In clinical trials of systemic therapy in atopic dermatitis (AD), the integration of double- and triple-blinding can lower placebo responses, according to the results of a systematic review and meta-analysis. Other means of achieving this include balancing of patient sex distribution, disallowing concomitant use of prescription topical therapy and having shorter study durations.

The investigators performed a systematic review and meta-analysis of randomized controlled trials examining the use of systemic therapy in AD published between 2007 and 2018. They searched the databases of Cochrane Library, Medline, Embase, Global Resource for Eczema Trials, Literature of the Latin American and Caribbean Health Sciences and Scopus.

Study selection and data extraction were carried out by two investigators. Multivariable mixed models were generated for the following: Cohen D of Eczema Area and Severity Index (EASI), SCORing Atopic Dermatitis (SCORAD), numeric rating scale (NRS)–itch and visual analogue scale (VAS)–itch, and Dermatology Life Quality Index (DLQI).

Sixty-four trials met the eligibility criteria.

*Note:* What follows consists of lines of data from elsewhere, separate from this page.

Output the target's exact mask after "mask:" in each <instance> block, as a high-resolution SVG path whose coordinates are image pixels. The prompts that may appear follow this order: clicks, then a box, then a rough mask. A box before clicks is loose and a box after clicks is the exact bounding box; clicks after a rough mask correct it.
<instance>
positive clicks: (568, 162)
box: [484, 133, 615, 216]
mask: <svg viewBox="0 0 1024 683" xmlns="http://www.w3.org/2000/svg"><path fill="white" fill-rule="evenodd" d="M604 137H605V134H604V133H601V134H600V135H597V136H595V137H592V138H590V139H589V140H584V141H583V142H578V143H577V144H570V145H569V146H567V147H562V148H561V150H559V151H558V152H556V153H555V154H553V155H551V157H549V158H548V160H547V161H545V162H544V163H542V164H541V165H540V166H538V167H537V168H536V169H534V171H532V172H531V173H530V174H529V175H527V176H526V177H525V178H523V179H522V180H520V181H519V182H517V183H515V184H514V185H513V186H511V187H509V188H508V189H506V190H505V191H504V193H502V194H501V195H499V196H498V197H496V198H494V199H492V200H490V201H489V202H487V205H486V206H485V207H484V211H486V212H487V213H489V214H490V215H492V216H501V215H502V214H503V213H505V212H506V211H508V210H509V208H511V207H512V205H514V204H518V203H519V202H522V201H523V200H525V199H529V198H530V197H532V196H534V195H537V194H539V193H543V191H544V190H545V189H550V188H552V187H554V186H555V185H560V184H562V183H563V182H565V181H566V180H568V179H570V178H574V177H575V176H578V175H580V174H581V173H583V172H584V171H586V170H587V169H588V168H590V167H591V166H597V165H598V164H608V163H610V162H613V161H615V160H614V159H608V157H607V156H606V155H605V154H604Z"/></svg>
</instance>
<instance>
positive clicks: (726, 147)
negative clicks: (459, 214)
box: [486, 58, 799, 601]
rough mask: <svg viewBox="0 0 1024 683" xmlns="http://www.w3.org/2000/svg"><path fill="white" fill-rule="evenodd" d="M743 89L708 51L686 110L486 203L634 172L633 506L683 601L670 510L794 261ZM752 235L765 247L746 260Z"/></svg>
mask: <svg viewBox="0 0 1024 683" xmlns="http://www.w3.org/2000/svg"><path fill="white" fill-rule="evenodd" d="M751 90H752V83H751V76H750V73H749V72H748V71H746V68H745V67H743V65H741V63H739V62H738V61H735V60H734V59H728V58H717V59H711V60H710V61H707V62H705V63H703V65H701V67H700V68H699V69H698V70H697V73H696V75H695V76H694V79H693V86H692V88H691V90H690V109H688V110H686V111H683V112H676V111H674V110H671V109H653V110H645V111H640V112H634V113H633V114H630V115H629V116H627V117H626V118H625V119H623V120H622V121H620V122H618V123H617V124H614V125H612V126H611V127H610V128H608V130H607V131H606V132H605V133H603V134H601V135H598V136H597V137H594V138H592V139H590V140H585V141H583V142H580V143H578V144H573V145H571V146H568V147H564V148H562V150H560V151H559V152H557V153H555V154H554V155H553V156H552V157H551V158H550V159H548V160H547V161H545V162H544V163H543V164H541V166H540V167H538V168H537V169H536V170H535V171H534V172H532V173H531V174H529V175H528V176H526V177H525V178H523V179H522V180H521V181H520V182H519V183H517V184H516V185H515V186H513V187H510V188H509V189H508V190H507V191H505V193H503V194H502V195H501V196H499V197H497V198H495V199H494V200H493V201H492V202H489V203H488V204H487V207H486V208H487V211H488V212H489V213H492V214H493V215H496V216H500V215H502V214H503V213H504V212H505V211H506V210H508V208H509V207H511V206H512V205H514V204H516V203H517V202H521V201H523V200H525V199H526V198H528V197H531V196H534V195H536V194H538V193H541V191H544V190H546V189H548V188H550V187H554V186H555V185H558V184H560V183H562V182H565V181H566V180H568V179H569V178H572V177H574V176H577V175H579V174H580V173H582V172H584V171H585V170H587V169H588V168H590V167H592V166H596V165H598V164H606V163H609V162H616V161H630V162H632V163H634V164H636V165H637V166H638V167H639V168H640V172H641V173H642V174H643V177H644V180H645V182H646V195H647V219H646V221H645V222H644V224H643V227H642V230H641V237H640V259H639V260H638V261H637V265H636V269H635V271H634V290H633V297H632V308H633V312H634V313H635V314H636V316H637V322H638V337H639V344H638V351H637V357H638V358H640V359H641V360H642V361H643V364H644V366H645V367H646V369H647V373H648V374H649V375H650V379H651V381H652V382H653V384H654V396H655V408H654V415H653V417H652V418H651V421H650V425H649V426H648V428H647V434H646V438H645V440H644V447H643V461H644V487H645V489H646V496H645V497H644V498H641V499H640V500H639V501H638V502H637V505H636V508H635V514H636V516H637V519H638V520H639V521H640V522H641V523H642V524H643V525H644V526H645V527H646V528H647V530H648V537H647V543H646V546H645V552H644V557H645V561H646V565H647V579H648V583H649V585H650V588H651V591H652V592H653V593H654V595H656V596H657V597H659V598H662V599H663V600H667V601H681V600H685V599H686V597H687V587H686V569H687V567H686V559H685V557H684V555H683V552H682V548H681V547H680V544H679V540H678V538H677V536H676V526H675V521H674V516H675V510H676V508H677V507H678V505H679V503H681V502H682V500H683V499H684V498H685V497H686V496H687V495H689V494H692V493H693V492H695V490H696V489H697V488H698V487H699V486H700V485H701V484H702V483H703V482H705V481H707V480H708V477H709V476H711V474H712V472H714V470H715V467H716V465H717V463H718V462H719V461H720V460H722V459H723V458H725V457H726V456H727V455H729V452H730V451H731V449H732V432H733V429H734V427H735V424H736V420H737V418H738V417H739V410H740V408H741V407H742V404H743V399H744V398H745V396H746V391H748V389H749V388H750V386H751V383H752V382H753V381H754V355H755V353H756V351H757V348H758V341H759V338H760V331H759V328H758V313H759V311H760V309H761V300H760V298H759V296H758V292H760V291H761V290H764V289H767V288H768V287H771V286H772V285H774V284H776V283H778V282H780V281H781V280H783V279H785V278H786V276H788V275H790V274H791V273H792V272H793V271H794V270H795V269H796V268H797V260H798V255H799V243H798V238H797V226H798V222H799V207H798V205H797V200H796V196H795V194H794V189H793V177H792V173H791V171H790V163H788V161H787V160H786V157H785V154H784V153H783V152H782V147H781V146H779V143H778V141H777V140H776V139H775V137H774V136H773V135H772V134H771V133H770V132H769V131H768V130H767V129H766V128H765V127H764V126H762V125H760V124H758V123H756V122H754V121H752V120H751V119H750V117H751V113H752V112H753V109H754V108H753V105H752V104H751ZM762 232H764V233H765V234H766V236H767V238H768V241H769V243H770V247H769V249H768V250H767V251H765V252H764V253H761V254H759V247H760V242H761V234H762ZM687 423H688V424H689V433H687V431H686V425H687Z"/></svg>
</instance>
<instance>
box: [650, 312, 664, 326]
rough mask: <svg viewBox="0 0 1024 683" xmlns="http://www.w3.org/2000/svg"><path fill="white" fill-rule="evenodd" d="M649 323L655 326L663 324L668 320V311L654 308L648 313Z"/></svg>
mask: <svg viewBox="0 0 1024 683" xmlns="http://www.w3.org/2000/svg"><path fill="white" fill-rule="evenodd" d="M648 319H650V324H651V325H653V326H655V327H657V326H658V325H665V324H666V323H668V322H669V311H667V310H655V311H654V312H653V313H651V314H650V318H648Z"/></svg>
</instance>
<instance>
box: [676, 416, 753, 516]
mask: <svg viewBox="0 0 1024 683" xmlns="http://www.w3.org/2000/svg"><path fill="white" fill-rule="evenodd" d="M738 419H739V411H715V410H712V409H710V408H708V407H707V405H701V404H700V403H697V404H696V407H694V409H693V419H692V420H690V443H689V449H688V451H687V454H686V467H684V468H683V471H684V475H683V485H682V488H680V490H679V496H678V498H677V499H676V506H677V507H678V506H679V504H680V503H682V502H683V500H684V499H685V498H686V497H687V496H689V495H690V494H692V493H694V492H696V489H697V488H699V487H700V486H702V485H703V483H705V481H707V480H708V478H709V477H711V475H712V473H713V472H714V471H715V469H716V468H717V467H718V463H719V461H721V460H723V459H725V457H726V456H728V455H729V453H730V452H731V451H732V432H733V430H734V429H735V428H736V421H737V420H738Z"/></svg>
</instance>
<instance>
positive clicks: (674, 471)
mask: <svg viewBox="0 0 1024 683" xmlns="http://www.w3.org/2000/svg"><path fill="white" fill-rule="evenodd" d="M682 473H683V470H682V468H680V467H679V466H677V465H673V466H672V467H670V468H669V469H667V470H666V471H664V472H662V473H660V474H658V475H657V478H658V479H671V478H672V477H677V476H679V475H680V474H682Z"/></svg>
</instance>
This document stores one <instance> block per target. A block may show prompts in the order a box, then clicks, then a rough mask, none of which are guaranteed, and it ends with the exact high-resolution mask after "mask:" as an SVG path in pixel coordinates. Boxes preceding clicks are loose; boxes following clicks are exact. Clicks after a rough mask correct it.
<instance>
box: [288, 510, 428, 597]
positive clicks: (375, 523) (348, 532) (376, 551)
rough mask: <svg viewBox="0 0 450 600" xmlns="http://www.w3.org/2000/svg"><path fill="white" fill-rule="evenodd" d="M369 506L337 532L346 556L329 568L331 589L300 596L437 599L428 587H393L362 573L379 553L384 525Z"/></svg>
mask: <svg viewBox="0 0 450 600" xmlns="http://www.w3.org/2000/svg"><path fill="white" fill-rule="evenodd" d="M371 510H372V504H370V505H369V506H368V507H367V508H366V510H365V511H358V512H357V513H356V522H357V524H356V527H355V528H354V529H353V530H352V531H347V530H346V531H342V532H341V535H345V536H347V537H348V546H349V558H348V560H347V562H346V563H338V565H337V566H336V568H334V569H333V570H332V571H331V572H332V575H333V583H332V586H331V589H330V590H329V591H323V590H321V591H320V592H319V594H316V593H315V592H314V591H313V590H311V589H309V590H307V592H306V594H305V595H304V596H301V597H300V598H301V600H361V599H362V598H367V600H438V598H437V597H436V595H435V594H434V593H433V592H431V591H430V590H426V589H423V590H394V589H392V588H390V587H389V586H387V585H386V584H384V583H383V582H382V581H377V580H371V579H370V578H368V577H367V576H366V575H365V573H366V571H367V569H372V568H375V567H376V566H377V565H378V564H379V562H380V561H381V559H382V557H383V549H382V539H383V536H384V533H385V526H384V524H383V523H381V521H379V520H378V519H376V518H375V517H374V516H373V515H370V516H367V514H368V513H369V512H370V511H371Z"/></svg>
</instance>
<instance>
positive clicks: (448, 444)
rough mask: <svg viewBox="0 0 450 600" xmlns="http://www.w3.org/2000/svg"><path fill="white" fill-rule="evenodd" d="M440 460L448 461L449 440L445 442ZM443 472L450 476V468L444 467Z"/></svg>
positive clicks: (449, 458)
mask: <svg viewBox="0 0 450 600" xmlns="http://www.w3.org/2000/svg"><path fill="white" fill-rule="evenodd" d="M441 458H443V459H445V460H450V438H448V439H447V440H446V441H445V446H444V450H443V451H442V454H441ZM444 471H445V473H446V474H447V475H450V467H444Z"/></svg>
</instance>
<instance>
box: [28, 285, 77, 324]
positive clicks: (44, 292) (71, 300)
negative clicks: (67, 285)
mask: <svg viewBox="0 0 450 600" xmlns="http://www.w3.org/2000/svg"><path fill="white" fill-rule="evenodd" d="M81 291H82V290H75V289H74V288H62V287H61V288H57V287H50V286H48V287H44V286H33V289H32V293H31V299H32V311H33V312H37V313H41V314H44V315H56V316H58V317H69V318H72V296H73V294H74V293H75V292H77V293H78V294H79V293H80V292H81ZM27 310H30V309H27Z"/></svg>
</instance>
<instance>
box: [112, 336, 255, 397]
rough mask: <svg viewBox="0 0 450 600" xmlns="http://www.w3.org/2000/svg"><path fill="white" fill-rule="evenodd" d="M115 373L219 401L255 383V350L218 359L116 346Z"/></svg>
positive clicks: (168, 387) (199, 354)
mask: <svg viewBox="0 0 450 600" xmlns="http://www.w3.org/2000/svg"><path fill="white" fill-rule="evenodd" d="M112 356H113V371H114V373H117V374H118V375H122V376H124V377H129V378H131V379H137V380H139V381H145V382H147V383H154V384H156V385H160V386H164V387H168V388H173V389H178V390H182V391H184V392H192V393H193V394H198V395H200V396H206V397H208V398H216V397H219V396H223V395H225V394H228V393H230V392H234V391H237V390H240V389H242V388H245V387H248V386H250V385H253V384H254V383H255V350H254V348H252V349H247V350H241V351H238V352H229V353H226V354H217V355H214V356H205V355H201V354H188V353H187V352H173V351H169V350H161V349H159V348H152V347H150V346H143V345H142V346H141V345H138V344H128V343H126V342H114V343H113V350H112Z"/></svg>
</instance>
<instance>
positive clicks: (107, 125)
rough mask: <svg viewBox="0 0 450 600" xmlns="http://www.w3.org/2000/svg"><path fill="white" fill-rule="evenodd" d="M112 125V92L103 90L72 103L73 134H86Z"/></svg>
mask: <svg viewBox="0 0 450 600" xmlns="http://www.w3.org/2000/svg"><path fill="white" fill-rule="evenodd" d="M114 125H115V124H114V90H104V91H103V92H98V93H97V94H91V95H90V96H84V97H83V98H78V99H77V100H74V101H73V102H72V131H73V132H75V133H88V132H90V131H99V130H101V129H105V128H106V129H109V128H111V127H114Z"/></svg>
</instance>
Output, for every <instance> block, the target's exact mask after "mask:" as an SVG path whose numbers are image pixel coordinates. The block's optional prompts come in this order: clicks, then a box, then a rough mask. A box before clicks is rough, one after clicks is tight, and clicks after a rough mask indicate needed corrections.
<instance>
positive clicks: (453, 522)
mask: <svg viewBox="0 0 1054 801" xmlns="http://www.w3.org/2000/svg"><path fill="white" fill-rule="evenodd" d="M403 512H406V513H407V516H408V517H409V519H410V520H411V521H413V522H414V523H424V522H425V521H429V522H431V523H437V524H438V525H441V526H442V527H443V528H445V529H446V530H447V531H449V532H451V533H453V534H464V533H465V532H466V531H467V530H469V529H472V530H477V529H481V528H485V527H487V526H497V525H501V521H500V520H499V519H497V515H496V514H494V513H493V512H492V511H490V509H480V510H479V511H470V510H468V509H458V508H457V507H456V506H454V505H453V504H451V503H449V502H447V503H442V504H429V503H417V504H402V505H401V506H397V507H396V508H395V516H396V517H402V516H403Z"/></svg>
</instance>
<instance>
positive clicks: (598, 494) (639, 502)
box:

Higher placebo responses were associated with use of concomitant topical therapy prescriptions, study duration ≥3 months and fewer treatment arms for EASI, NRS- and VAS-itch, and DLQI.

For EASI, studies with a higher proportion of male patients, mild-to-moderate mean baseline EASI scores and no blinding had higher placebo responses. For NRS- and VRS-itch, the placebo response was increased in studies with higher proportion of male patients and moderate-to-severe mean itch scores at baseline.

“AD has a variable disease course and intermittent triggers, and responses to topical therapy vary, potentially affecting the magnitude of the placebo response in AD trials,” the investigators said.